YOGYAKARTA, Memoindonesia.co.id – Nasib Guru Besar Fakultas Farmasi Universitas Gadjah Mada (UGM), Prof Edy Meiyanto (EM), yang dilaporkan melakukan kekerasan seksual terhadap sejumlah mahasiswi, masih menunggu keputusan akhir dari pihak rektorat.
Kasus ini menjadi sorotan karena EM disebut melakukan pelecehan dengan modus bimbingan skripsi dan diskusi ilmiah.
Berdasarkan hasil investigasi internal, EM dinyatakan melanggar Pasal 3 Ayat 2 Peraturan Rektor UGM Nomor 1 Tahun 2023 tentang Pencegahan dan Penanganan Kekerasan Seksual. Sanksi yang tengah dipertimbangkan berkisar antara skorsing hingga pemecatan tetap.

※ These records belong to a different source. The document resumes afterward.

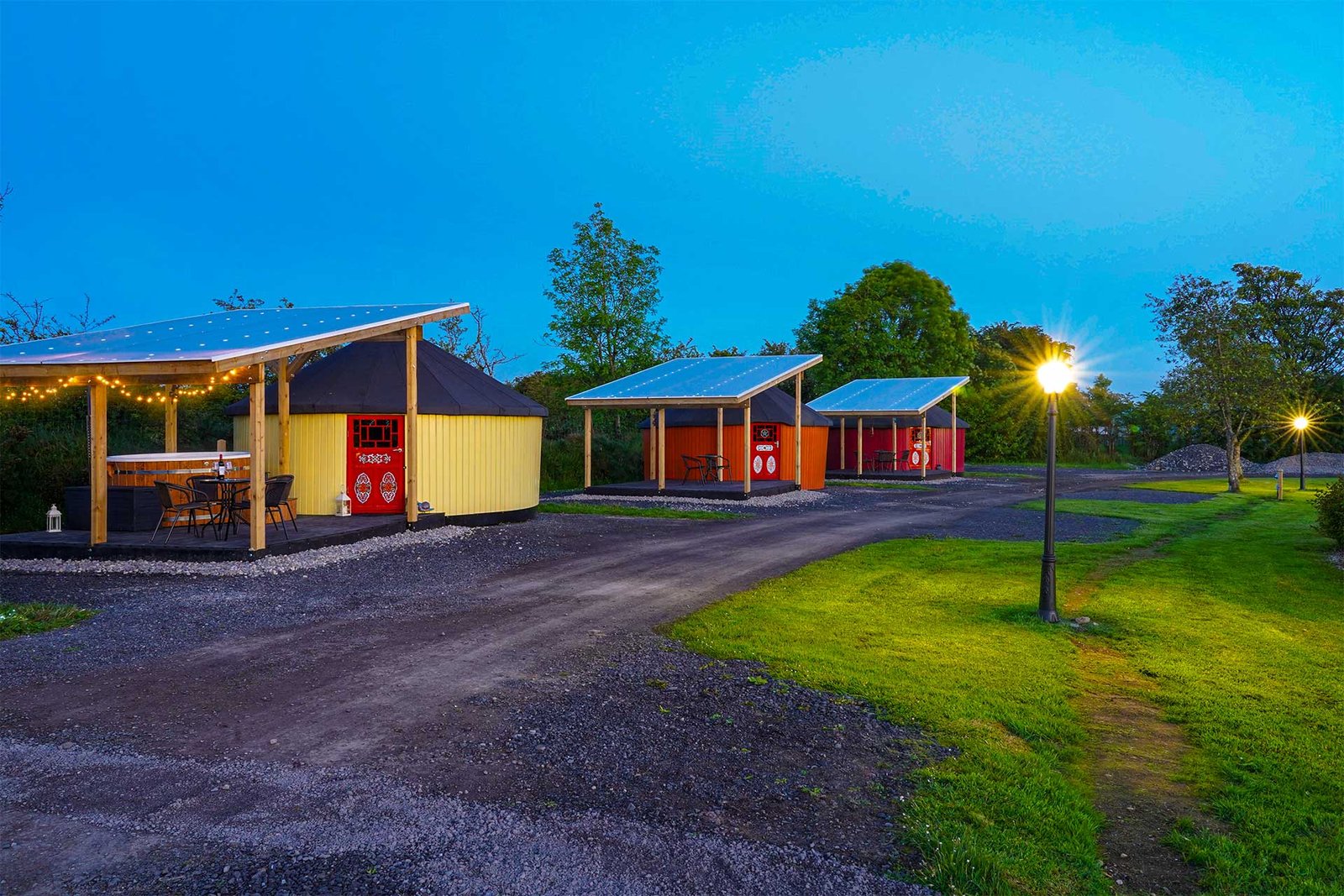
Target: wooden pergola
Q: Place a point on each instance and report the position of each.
(699, 382)
(218, 348)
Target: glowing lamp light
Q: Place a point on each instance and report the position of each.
(1054, 376)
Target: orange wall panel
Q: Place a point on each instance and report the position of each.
(701, 439)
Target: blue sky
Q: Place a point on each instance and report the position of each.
(1052, 163)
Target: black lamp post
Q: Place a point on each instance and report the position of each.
(1054, 378)
(1300, 425)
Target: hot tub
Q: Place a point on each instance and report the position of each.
(172, 466)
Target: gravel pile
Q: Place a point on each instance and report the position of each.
(1317, 464)
(273, 564)
(1200, 458)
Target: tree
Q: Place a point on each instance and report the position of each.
(895, 322)
(605, 291)
(235, 302)
(479, 351)
(1225, 369)
(27, 322)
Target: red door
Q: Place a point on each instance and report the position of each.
(920, 450)
(765, 450)
(375, 464)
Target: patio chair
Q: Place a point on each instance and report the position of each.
(178, 501)
(692, 465)
(276, 504)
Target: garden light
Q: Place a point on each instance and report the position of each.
(1054, 378)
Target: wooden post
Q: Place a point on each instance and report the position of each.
(170, 418)
(97, 463)
(954, 432)
(663, 449)
(257, 463)
(718, 441)
(412, 426)
(858, 466)
(924, 436)
(588, 448)
(746, 449)
(282, 412)
(797, 430)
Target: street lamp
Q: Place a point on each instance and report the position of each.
(1054, 378)
(1300, 423)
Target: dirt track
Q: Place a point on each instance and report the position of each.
(356, 691)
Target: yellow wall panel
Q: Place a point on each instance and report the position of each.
(467, 464)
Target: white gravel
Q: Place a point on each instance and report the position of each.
(273, 564)
(785, 499)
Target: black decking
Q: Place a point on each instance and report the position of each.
(313, 532)
(900, 476)
(726, 490)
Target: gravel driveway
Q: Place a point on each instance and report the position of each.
(484, 715)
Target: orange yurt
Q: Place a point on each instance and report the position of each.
(692, 432)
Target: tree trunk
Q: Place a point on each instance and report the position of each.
(1234, 463)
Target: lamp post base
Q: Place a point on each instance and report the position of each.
(1046, 610)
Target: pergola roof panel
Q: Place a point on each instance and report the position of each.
(698, 380)
(215, 340)
(889, 396)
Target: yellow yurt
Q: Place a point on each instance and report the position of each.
(479, 443)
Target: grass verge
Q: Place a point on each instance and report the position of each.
(1227, 605)
(30, 618)
(622, 510)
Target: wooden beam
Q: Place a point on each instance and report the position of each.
(297, 362)
(797, 430)
(170, 419)
(588, 448)
(412, 427)
(97, 464)
(954, 432)
(282, 414)
(718, 441)
(663, 449)
(859, 465)
(746, 449)
(924, 457)
(257, 463)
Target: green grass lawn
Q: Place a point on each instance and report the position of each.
(855, 484)
(30, 618)
(622, 510)
(1227, 606)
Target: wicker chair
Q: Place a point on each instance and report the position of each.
(178, 501)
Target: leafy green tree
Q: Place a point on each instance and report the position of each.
(1225, 367)
(895, 322)
(605, 291)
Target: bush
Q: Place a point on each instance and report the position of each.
(1330, 512)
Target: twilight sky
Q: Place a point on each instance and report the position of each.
(1052, 163)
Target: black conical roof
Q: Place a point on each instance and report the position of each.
(770, 406)
(370, 378)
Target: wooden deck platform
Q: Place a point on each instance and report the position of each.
(729, 490)
(313, 532)
(898, 476)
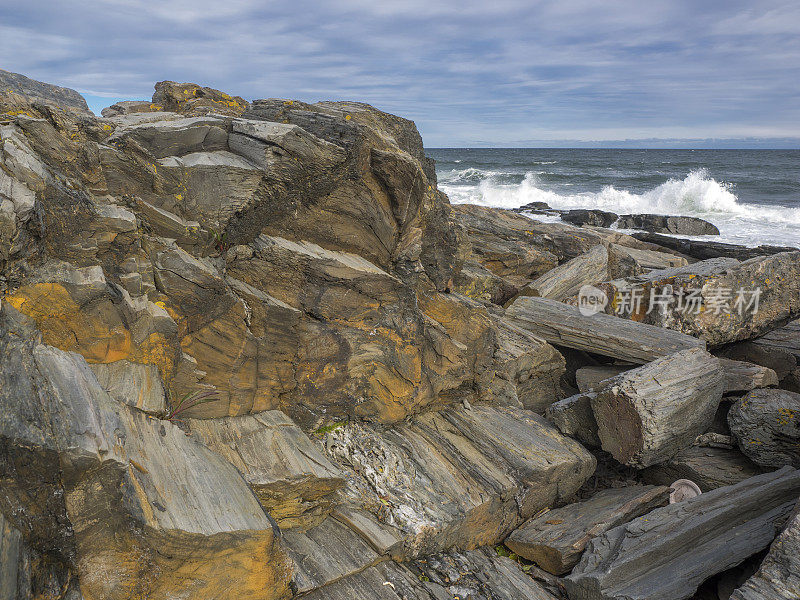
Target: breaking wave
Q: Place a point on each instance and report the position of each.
(697, 194)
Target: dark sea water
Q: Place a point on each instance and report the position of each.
(752, 196)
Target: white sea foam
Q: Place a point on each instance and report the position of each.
(697, 194)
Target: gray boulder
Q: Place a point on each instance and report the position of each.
(766, 425)
(668, 553)
(598, 218)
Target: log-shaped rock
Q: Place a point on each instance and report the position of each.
(668, 553)
(786, 338)
(565, 325)
(565, 280)
(703, 250)
(720, 300)
(766, 425)
(556, 539)
(709, 468)
(646, 415)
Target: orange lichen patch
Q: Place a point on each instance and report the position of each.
(159, 351)
(97, 333)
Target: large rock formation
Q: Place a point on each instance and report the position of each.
(206, 210)
(129, 503)
(248, 349)
(668, 553)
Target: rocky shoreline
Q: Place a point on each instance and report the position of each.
(249, 350)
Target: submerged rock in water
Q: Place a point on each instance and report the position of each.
(668, 224)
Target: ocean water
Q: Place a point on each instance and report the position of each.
(752, 196)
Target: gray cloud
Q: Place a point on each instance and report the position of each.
(465, 71)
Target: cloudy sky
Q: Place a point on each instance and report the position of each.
(495, 72)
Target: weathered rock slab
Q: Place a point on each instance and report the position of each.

Namun karena EM berstatus sebagai Pegawai Negeri Sipil (PNS) dan guru besar aktif, proses pemberian sanksi tidak bisa serta-merta. Koordinasi dengan sejumlah kementerian menjadi syarat administrasi.
“Karena statusnya PNS dan guru besar, maka sanksi tidak bisa diputuskan sepihak. Tapi Kementerian Pendidikan sudah memberikan kewenangan kepada pihak kampus,” ujar Sekretaris UGM, Andi Sandi, Sabtu 6 April 2025.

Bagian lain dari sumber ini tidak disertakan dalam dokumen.